No bloco intermediário a disputa deve ser bem mais apertada que nos anos anteriores. Isso porque a Force India, 4ª colocada no Mundial de Construtores de 2016 e 2017, parece ter perdido força – principalmente financeira – e se vê seriamente ameaçada com o crescimento da McLaren, agora com os motores Renault, e da própria Renault que no final do ano passado já vinha dando sinais de evolução. Ainda neste bloco podemos inserir, quem diria, a Toro Rosso-Honda(!), isso mesmo. A Honda deu tremendo salto de qualidade na pré-temporada, permitindo à equipe satélite da Red Bull ser a terceira que mais andou na pré-temporada (3.635,5km), atrás apenas da Mercedes (4.841,2km) e da Ferrari (4.324,4km). E o mais importante foi ter enfrentado poucos problemas mecânicos, o que acabou sendo um alívio para os japoneses da Honda, agora certos de que o fracasso da parceria com a McLaren não era só por culpa suas. Mesmo com as unidades de potência da Renault, a McLaren continuou a enfrentar uma série de problemas mecânicos em Barcelona, perdendo muito tempo nos boxes, e consequentemente foi a equipe que menos acumulou quilometragem (2.737,1km), a única que não rompeu a barreira dos 3 mil quilômetros rodados pelos 4.655 metros do Circuito de Montmeló.
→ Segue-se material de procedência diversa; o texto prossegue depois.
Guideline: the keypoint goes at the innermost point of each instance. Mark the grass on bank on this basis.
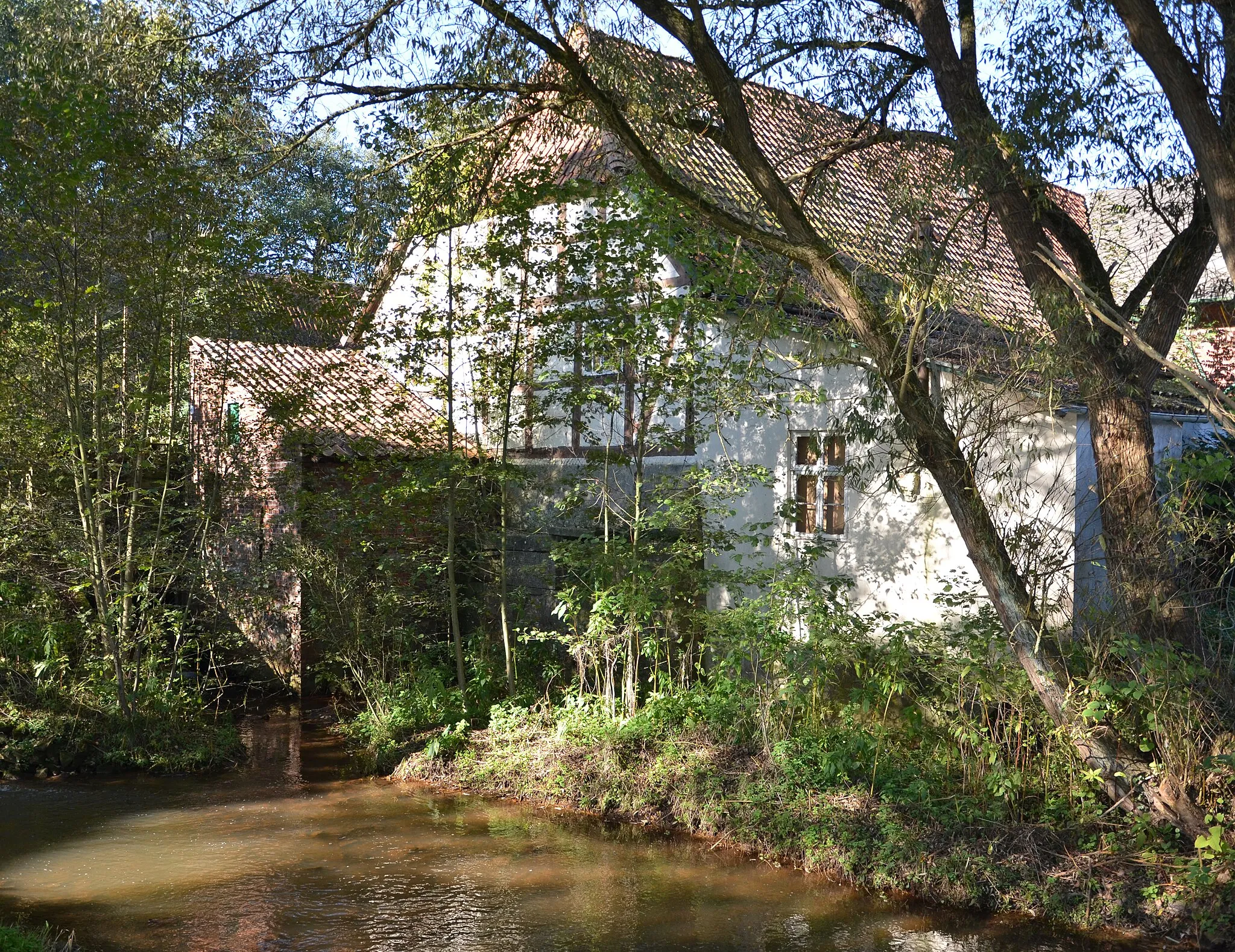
(58, 733)
(21, 939)
(875, 808)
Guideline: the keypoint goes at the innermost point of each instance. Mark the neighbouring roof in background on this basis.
(870, 203)
(339, 400)
(1130, 231)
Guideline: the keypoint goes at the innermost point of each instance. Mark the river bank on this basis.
(1111, 873)
(159, 736)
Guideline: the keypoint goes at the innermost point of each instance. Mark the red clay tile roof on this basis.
(338, 400)
(867, 203)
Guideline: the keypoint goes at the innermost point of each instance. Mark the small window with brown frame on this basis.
(819, 483)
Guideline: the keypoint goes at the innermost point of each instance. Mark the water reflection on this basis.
(288, 856)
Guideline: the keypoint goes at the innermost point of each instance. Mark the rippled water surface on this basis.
(288, 856)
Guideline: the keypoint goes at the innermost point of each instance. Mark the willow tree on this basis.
(1008, 116)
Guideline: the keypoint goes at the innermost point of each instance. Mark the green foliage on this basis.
(20, 940)
(396, 713)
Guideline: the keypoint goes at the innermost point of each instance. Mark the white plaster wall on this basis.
(903, 549)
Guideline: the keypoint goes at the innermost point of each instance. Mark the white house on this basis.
(892, 535)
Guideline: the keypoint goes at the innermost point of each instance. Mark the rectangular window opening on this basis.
(233, 425)
(819, 483)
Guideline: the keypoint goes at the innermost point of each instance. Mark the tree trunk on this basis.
(1208, 135)
(1139, 562)
(452, 494)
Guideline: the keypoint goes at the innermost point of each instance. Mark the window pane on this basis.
(806, 496)
(834, 505)
(836, 450)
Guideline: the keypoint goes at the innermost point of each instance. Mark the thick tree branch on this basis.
(1190, 101)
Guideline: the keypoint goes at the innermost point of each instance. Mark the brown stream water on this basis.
(291, 855)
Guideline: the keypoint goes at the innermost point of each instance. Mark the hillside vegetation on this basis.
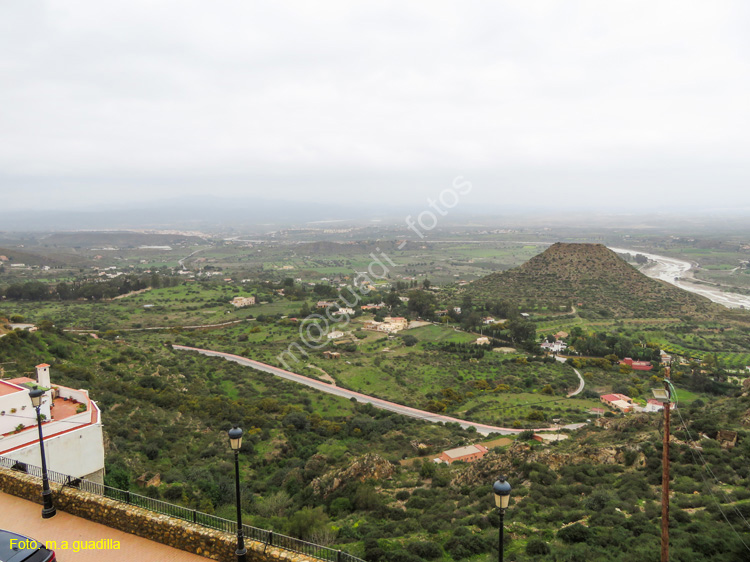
(593, 279)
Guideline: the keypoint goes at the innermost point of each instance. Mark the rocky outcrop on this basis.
(366, 467)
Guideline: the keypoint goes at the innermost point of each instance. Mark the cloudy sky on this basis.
(574, 103)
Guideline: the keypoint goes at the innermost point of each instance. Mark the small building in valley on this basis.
(637, 365)
(618, 401)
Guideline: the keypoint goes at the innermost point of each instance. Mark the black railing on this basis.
(269, 538)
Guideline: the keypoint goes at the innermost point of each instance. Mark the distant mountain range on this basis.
(593, 279)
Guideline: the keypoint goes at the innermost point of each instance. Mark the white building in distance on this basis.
(239, 302)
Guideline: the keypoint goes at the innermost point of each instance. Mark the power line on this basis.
(708, 486)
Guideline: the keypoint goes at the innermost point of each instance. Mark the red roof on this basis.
(6, 388)
(613, 397)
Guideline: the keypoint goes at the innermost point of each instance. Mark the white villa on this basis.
(240, 302)
(72, 426)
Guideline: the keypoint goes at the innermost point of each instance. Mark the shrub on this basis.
(425, 550)
(537, 547)
(573, 534)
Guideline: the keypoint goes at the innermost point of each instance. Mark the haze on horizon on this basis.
(611, 105)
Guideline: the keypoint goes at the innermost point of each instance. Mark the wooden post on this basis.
(665, 478)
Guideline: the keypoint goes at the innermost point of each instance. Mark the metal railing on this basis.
(269, 538)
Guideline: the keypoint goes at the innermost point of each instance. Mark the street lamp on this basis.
(501, 488)
(235, 442)
(48, 510)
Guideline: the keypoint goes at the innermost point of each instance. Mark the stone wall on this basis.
(212, 544)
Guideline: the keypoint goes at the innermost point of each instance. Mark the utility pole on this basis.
(665, 475)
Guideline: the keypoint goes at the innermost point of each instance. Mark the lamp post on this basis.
(501, 488)
(235, 442)
(48, 510)
(665, 397)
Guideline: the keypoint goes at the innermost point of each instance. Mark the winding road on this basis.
(484, 429)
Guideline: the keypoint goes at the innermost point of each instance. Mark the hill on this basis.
(593, 279)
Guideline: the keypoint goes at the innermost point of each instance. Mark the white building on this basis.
(654, 405)
(72, 427)
(239, 302)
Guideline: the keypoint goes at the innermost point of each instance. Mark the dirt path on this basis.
(483, 428)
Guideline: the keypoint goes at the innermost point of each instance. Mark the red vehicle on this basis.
(19, 548)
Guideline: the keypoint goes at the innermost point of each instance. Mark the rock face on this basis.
(366, 467)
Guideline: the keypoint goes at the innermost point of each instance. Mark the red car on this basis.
(18, 548)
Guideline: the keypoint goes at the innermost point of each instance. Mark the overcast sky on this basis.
(604, 103)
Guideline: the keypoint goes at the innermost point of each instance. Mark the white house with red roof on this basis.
(619, 401)
(653, 405)
(469, 453)
(72, 426)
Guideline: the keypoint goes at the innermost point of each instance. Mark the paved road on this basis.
(25, 517)
(484, 429)
(679, 273)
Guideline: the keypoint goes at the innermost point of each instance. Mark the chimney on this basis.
(42, 375)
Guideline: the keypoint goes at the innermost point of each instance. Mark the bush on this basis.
(426, 550)
(573, 534)
(537, 547)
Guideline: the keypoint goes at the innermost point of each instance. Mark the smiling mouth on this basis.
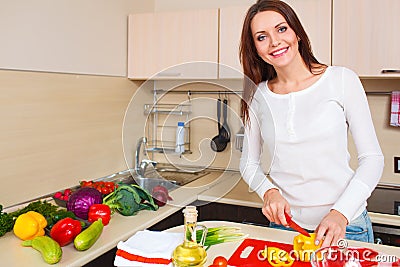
(279, 52)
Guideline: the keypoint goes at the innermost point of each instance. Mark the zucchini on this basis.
(89, 236)
(48, 247)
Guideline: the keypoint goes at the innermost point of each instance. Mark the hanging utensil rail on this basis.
(198, 92)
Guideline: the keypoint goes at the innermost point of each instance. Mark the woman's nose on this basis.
(275, 41)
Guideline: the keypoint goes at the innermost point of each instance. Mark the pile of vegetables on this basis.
(221, 234)
(63, 195)
(160, 195)
(128, 200)
(7, 220)
(81, 200)
(103, 187)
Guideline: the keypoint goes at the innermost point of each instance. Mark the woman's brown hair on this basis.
(255, 69)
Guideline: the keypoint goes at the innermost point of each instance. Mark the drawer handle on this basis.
(169, 74)
(386, 71)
Por fim, o pelotão de trás, que dá sinais de não estar tão atrás assim, já que é possível acreditar que a diferença entre as equipes do fundão e as do bloco intermediário seja mais compacta que no ano passado. O destaque fica para a Haas que pode se infiltrar no segundo bloco com um carro que mostrou potencial para evoluir durante o campeonato. Já a Williams parece ter mergulhado numa espiral negativa com o lento FW41 e uma dupla de pilotos duvidosa formada por Lance Stroll e o novato Sergey Sirotkin. Quem diria, mas o risco de a Williams ser superada até pela Sauber existe, já que este ano a equipe suíça volta a ter motor atualizado da Ferrari, batizado de Alfa Romeo por conta de um acordo comercial com a fábrica italiana. Quanto aos pilotos, os da Sauber não foge à expectativa dos da Williams, mas pelo menos Marcus Ericsson possui experiência, e o promissor estreante Charles Leclerc, que venceu tudo na F-2 no ano passado, será lapidado para a Ferrari no futuro.


MOTOGP
Está começando neste final de semana a 70ª temporada da MotoGP, em Losail, no Catar. O Mundial de Motovelocidade foi criado em 1949, um ano antes do surgimento da Fórmula 1. Será noite no Catar, 13h de Brasília, quando a largada for autorizada amanhã para a primeira de 19 etapas do campeonato.